Imperial Decline

The New York Times today features a piece on the design of the workspace at the ?What If! [note: a fine nominee for the most annoying agency name ever] marketing agency, which “works to expand the markets of businesses like PepsiCo, Pfizer and Virgin.”

The theme is postmodern playground:

work-booths

The new interiors recall the whimsies of larger creative campuses like Google. There are “stimulation” shelves for employees to display objects; white boards in the elevators (“Smiths or Cure?” read one line of graffiti the other day); a “library” with no books (just wallpaper that looks like books); and vintage stereo components that play vinyl.

Can you guess what the building housing all this behavior-engineering “play” on behalf of corporate sugar water and other forms of cash-farming used to be? Yep, a free-care hospital and a lending library.

For the umpteenth time, Orwell couldn’t make this stuff up.

The Ultimate Form of Waste

dump Waste, these days, is alleged to be a creature of public, not private, enterprise.

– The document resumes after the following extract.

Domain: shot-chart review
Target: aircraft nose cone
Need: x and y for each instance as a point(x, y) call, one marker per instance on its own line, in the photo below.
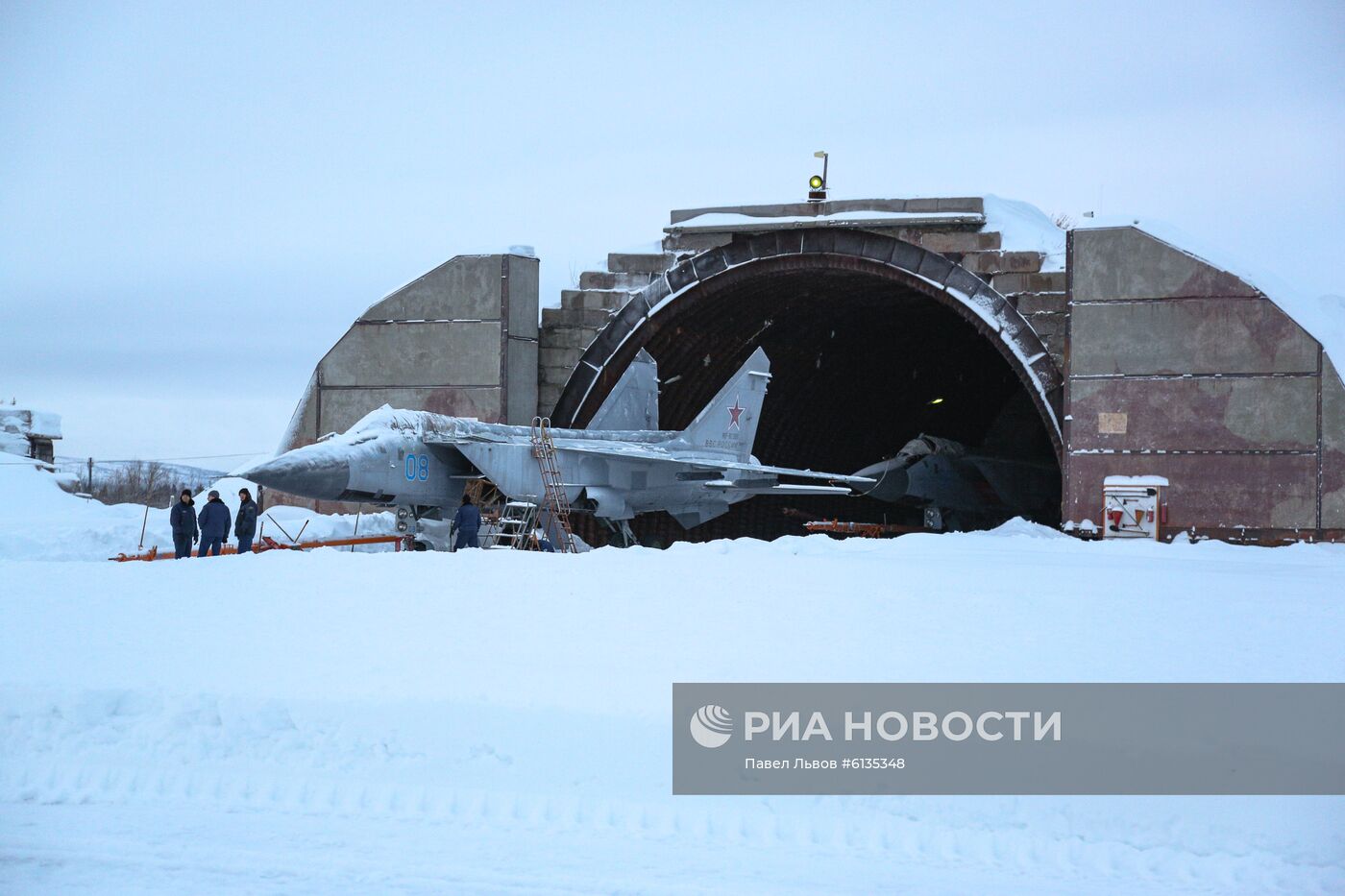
point(309, 473)
point(893, 480)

The suppressed fact, of course, is that this is a huge case of excessive protestation.  Corporate capitalism, with its scattered McMansions and its 95 percent idle 4,000-pound grocery fetching machines and its omnipresent packaging-for-marketing efforts, is 2/3 waste.

And the waste isn’t confined to the use of materials and space, either.  In a nation of billowing, softening, clogging bodies, with vast fields of work needed in reconstructing towns and rehabilitating ecosystems, how sick is this?:

108.616 million people in America are either unemployed, underemployed or “Not in the labor force”. This represents 45.5% of working age Americans.

If you count the “Part time employed for non-economic reasons”, you get 126.8 million Americans who are unemployed, underemployed, working part time or “Not in the labor force”. That represents 53% of working age Americans.